Study Reveals Imminent Climate Change Impacts

We at ERA Science are dedicated to promoting environmental research and technology, most of which will prevent or lessen long-term climate change and its negative impacts on the earth. The apparent increase in natural disasters in the past few years, however, such as hurricanes Katrina, Sandy and Typhoon Haiyan in the Philippines, also concerns us about the more short-term effects of human-driven climate change; what sort of changes can we expect in the near future, and what can we do about them?

The National Academy of Sciences’ 200-page report released this week adds to a slew of scientific studies on climate change emerging in the past few months. Yet, rather than imploring humans to reduce carbon emissions and slow down the changing climate, this report focuses on potential calamities that could occur in the near future.

In an attempt to safeguard the earth and the species that inhabit it, scientists concluded in the report that as the risk of natural disaster rises, we ought to better prepare ourselves by setting up more effective monitoring systems.

The study warns of “tipping points” in the earth’s climate beyond which “major and rapid changes occur”, specifically pointing to amplified melting ice sheets in the Arctic over the past seven years, and the displacement and extinction of species due to changing habitats.

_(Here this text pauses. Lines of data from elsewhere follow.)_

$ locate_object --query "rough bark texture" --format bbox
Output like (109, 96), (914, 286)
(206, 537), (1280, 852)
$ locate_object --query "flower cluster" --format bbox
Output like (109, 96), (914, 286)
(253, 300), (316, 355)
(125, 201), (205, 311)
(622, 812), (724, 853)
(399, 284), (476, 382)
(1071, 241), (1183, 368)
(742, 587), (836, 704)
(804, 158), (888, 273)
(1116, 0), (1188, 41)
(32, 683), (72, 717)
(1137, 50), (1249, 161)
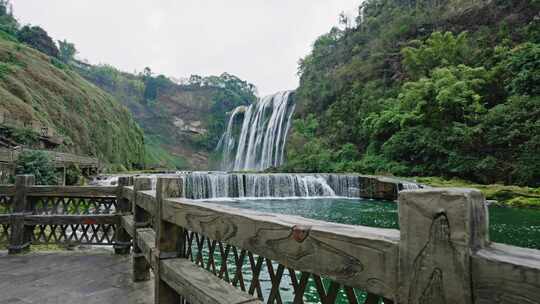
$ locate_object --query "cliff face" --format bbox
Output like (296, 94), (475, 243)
(77, 63), (255, 170)
(0, 36), (144, 168)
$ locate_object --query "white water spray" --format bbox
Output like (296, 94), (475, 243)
(218, 91), (295, 171)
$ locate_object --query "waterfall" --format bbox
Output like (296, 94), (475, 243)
(218, 91), (296, 171)
(181, 172), (360, 199)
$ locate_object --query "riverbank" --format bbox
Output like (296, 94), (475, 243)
(414, 177), (540, 209)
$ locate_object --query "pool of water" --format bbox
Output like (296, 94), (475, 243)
(193, 198), (540, 304)
(208, 198), (540, 249)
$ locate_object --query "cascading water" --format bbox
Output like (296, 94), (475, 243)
(182, 172), (360, 199)
(218, 91), (296, 171)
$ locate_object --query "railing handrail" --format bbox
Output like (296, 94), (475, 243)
(0, 177), (540, 304)
(123, 177), (540, 303)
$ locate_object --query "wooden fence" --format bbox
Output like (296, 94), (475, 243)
(0, 173), (540, 304)
(0, 148), (99, 168)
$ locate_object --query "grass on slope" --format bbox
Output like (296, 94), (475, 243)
(415, 177), (540, 208)
(0, 35), (144, 168)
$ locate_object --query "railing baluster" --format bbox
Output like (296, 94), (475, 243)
(131, 177), (152, 282)
(154, 178), (185, 304)
(8, 175), (35, 254)
(113, 176), (133, 254)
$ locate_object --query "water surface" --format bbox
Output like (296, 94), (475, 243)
(211, 198), (540, 249)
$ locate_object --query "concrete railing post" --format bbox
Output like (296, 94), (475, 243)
(154, 177), (185, 304)
(132, 177), (152, 282)
(399, 189), (489, 304)
(8, 175), (35, 254)
(114, 176), (133, 254)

As the report notes, these “abrupt” changes are occurring on a scale of years, not centuries, and are thus more imminent and difficult to track: “when you think about gradual changes, you can kind of see where the road is and know where you’re going,” says Anthony Barnosky, professor of integrated biology at UC Berkley. “When you think of abrupt changes and threshold effects, the road suddenly drops out from under you, and it’s those kind of things that we are suggesting we need to anticipate in a much more comprehensive way.”

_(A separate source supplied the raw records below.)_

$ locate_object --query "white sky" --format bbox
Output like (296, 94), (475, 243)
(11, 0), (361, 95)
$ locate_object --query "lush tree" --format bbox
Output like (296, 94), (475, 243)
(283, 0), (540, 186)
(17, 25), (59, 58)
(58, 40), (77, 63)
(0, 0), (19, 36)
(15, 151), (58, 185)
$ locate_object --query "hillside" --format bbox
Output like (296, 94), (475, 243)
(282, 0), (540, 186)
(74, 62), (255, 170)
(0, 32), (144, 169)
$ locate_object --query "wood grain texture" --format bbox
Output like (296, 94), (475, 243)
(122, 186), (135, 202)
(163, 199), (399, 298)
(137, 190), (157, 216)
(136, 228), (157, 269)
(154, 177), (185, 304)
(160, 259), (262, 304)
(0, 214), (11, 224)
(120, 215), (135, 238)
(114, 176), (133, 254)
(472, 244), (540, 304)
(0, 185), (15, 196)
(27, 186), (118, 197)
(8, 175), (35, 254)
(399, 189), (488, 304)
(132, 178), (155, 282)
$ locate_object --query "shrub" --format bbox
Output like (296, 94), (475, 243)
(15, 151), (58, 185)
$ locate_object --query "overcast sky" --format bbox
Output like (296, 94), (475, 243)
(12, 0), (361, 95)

So, while there is most likely nothing we can do to stop the more immediate environmental and biological change that will occur in the coming years, there are ways to avoid the down-stream effects of this damage on ourselves and the species with whom we share the earth. Some of the report’s recommendations include closer monitoring of ice sheets in Antarctica and Greenland, as well as more strategic ocean temperature measurement locations.